Acabó por darle algunas cuotas de verdad; como, por ejemplo, que sabía todo sobre ella. Y mientras la miraba reaccionar  incrédula ante la revelación, pensó que no tenía manera de salir victorioso, porque ella se le había metido dentro de alguna forma. Durante un momento pensó, incluso,  en entregarse, decirlo todo como si fuese la vida o la muerte. Pero, curiosamente, el temor que le detuvo no fue el de descubrir que ella le estaba engañando, sino que se ofendiese a tal punto de no querer verle nunca más. 

La vio temblar de rabia y morderse el orgullo cuando le dio detalles de su infancia, sintiendo que había clavado un puñal en una herida abierta. Luego vino su silencio, más castigador que cualquier palabra.
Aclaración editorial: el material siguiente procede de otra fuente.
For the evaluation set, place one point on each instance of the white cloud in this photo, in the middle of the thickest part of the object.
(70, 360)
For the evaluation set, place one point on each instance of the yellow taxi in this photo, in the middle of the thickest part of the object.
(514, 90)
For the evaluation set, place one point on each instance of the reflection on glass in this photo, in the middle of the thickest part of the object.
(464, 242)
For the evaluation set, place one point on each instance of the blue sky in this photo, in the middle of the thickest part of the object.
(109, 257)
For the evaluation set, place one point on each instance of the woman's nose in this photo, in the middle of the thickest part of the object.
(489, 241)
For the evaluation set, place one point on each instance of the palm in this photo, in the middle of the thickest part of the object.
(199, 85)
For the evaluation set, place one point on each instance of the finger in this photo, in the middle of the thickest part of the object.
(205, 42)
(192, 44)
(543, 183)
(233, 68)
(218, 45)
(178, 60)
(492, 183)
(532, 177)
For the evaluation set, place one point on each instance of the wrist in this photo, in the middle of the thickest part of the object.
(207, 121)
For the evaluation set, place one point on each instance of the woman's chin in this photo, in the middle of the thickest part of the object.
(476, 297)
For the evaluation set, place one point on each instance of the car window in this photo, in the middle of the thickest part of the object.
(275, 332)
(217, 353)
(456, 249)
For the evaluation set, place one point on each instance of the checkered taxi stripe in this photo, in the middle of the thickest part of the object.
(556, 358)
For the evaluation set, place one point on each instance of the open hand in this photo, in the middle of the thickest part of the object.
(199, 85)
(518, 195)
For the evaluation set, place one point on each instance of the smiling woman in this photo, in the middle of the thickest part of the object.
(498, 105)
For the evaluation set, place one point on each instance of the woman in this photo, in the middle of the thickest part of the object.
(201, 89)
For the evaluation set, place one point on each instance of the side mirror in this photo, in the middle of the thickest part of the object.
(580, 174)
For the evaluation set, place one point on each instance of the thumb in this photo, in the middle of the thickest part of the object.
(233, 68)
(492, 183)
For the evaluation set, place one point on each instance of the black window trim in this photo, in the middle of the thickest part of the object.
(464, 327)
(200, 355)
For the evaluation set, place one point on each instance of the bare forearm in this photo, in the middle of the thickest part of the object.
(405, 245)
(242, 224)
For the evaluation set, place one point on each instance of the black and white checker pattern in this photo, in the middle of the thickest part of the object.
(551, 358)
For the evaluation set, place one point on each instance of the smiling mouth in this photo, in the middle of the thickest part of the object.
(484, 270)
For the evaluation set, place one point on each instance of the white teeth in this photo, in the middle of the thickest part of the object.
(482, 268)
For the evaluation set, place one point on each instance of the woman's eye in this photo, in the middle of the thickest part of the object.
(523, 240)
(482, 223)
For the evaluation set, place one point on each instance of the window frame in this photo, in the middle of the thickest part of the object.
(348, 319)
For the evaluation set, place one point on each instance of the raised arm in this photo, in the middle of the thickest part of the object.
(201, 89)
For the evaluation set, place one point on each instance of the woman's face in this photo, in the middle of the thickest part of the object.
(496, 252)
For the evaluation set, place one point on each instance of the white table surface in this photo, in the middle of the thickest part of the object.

Finalmente supo en alguna parte de su cuerpo que ella decía la verdad, que era auténtica, que era frágil como él, y al mismo tiempo que era la única que podía amainar su propia herida. Sintió de pronto que había vivido en vano, que nada de lo que había hecho le hacía feliz, y que lo único que encendía su espíritu y su cuerpo era esta mujer, de quien no podía saber si sería su perdición o si lo salvaría de la vida gris que llevaba; sólo había una cosa segura: la necesitaba desesperadamente y haría cualquier cosa por mantenerla a su lado.